La croisière sur la Saône ne prétend pas tout montrer, ni remplacer la joie d’un week-end improvisé en chambre d’hôtes ou d’un voyage à vélo de plusieurs jours. Elle propose autre chose : un fil conducteur simple, lisible, où l’on se laisse porter par un paquebot fluvial pendant que le paysage, la gastronomie et les escales se chargent de raconter le territoire. Libre à chacun, ensuite, de revenir plus longuement à Mâcon, Chalon, Seurre ou en Camargue, d’explorer la Voie Bleue ou de louer son propre bateau. Mais pour une première fois, ou pour une parenthèse sans prise de tête, laisser la Saône décider du rythme reste une façon très douce de reprendre contact avec le fleuve.

FAQ : croisière sur la Saône en 2026

Faut-il un passeport pour une croisière sur la Saône et le Rhône ?

Pour une croisière fluviale 100 % française sur la Saône et le Rhône, une pièce d’identité en cours de validité suffit généralement : carte nationale d’identité ou passeport. Si l’itinéraire dépasse les frontières (Suisse, Allemagne, Pays-Bas…), certaines compagnies exigent impérativement un passeport, parfois avec une validité minimale. Le reflet exact des exigences figure toujours dans les conditions de voyage : il est donc prudent de vérifier au moment de la réservation, surtout pour les départs de dernière minute ou les voyages en groupe.

Est-ce qu’on peut avoir le mal de mer sur une croisière fluviale ?

Sur la Saône et le Rhône, les paquebots fluviaux naviguent sur des eaux calmes et à vitesse réduite : il n’y a ni houle, ni grosses vagues comme en mer. Les mouvements se limitent à de légères vibrations et à quelques variations de niveau dans les écluses, très progressives.
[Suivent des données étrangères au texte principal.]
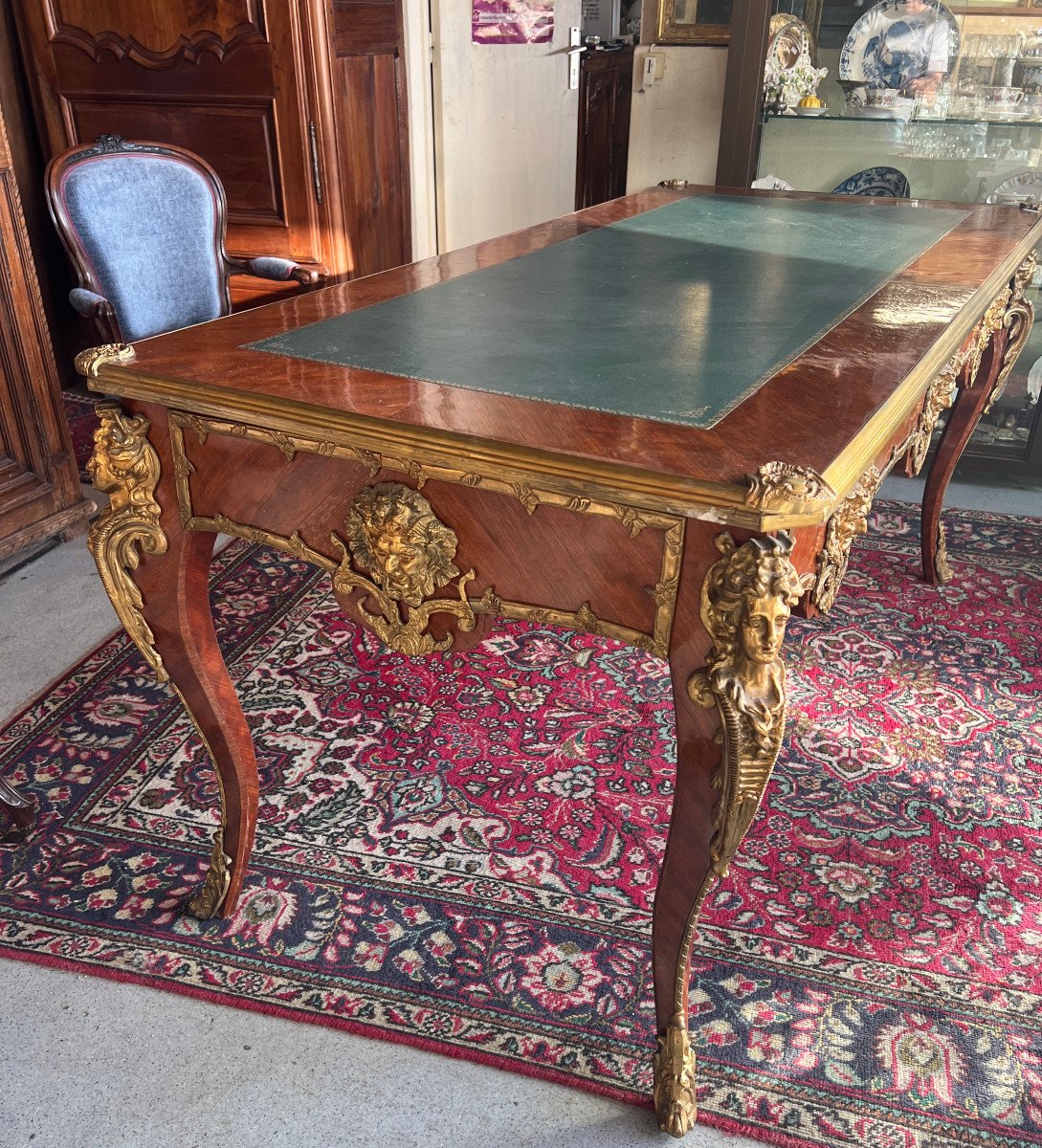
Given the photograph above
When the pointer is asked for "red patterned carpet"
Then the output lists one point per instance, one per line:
(82, 423)
(460, 852)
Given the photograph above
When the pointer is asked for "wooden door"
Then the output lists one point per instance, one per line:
(226, 79)
(604, 126)
(39, 486)
(367, 79)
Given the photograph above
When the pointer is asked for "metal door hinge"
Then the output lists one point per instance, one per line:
(316, 178)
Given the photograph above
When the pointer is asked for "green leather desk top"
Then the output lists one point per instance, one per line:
(676, 315)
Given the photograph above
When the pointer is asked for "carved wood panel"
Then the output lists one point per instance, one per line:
(298, 104)
(39, 487)
(225, 78)
(154, 34)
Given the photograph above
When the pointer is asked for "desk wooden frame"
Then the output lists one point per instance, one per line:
(698, 571)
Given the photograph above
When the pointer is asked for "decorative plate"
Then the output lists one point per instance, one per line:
(887, 183)
(1016, 188)
(789, 39)
(897, 41)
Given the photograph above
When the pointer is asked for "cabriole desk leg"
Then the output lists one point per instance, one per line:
(744, 603)
(973, 396)
(984, 378)
(157, 579)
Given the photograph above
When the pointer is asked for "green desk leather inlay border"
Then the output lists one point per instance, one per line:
(676, 315)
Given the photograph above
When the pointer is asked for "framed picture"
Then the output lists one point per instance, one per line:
(694, 22)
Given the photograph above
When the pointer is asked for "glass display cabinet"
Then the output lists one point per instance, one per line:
(919, 100)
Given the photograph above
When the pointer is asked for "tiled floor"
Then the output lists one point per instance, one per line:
(88, 1063)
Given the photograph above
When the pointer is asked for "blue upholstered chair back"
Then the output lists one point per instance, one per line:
(149, 227)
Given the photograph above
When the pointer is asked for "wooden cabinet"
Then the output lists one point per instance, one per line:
(605, 93)
(299, 106)
(39, 482)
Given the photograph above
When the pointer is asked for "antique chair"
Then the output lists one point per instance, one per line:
(144, 225)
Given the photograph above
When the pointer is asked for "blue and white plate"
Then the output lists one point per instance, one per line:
(897, 41)
(887, 183)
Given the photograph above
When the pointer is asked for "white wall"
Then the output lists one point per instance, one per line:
(416, 21)
(675, 123)
(505, 127)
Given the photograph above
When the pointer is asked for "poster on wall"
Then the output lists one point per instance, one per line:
(512, 21)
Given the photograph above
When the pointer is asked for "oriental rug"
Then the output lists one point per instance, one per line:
(460, 852)
(79, 413)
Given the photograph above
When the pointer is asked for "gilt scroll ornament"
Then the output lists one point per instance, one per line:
(676, 1102)
(747, 600)
(940, 395)
(88, 361)
(126, 468)
(784, 489)
(209, 899)
(1018, 320)
(395, 537)
(851, 519)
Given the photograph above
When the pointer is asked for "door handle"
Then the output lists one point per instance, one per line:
(316, 178)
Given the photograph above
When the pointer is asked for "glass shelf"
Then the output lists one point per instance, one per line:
(922, 121)
(964, 156)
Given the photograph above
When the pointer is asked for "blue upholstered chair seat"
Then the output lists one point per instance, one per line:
(144, 227)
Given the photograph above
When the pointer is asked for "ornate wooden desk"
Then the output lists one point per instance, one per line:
(662, 419)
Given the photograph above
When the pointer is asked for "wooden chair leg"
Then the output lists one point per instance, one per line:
(19, 809)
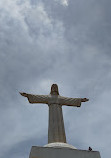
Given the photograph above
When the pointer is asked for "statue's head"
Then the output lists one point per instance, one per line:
(54, 89)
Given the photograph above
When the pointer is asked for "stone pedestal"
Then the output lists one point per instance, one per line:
(55, 152)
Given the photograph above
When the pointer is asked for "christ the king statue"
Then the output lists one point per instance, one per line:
(56, 131)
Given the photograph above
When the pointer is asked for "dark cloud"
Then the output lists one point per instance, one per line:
(63, 42)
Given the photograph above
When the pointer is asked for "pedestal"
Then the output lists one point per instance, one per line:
(53, 152)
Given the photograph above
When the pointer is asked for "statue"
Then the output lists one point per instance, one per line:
(56, 131)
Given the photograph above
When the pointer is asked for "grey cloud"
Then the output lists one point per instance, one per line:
(43, 42)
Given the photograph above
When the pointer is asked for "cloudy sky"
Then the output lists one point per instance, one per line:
(67, 42)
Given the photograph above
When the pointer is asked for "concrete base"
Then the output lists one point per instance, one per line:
(51, 152)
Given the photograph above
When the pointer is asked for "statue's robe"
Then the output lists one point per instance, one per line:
(56, 131)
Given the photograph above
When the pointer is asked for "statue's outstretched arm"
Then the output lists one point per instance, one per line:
(36, 98)
(72, 101)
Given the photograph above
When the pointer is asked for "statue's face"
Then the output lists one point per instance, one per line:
(54, 89)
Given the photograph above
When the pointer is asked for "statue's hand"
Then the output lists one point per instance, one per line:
(23, 94)
(84, 99)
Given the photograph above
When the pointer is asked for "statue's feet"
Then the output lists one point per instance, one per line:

La plupart des voyageurs qui supportent mal les ferries ou les croisières maritimes ne ressentent aucun inconfort sur le fluvial ; en cas de grande sensibilité, choisir une cabine centrale et éviter de rester debout longtemps en regardant l’horizon suffit souvent à être à l’aise.

Que mettre dans sa valise pour une croisière sur la Saône ?

Une croisière fluviale se prépare comme un séjour en hôtel itinérant : mieux vaut privilégier des vêtements confortables et superposables (couches fines, gilet ou polaire, coupe-vent léger) plutôt qu’une garde-robe trop sophistiquée. Des chaussures à semelles antidérapantes sont utiles pour circuler sur les ponts et pendant les escales, ainsi qu’un chapeau, des lunettes de soleil et de la crème solaire pour les longues heures sur le pont supérieur. Une tenue un peu plus habillée peut être glissée dans la valise pour les dîners, sans aller jusqu’au smoking ou à la robe de soirée : l’ambiance reste détendue sur la plupart des bateaux fluviaux.

Les croisières sur la Saône sont-elles adaptées aux enfants ?

La plupart des croisières fluviales acceptent les enfants, mais l’expérience n’est pas pensée comme un club de vacances avec animations en continu. Le rythme – navigation calme, visites de villes, dîners servis à heure fixe – convient surtout aux enfants déjà capables d’apprécier les escales culturelles et de rester paisibles à table. Avant de réserver, mieux vaut vérifier s’il existe des réductions famille, des cabines communicantes et, surtout, si la compagnie propose des activités spécifiques (jeux, livrets, menus adaptés) selon l’âge des enfants. Pour les plus petits, de courts trajets ou une mini-croisière locale peuvent être une première approche plus simple.

Combien de temps à l’avance faut-il réserver une croisière Rhône–Saône ?

Pour les départs de pleine saison (mai–juin, septembre, vacances d’été), les cabines avec la meilleure exposition se remplissent souvent plusieurs mois à l’avance. Réserver entre 4 et 8 mois avant le départ laisse davantage de choix sur les dates, la catégorie de cabine et les promotions éventuelles. Les croisières de printemps et de fin d’automne peuvent se réserver plus tard, mais il reste utile de surveiller les disponibilités dès la mise en ligne des programmes 2026 : certaines dates au départ de Lyon, notamment autour des ponts et des week-ends prolongés, partent très vite.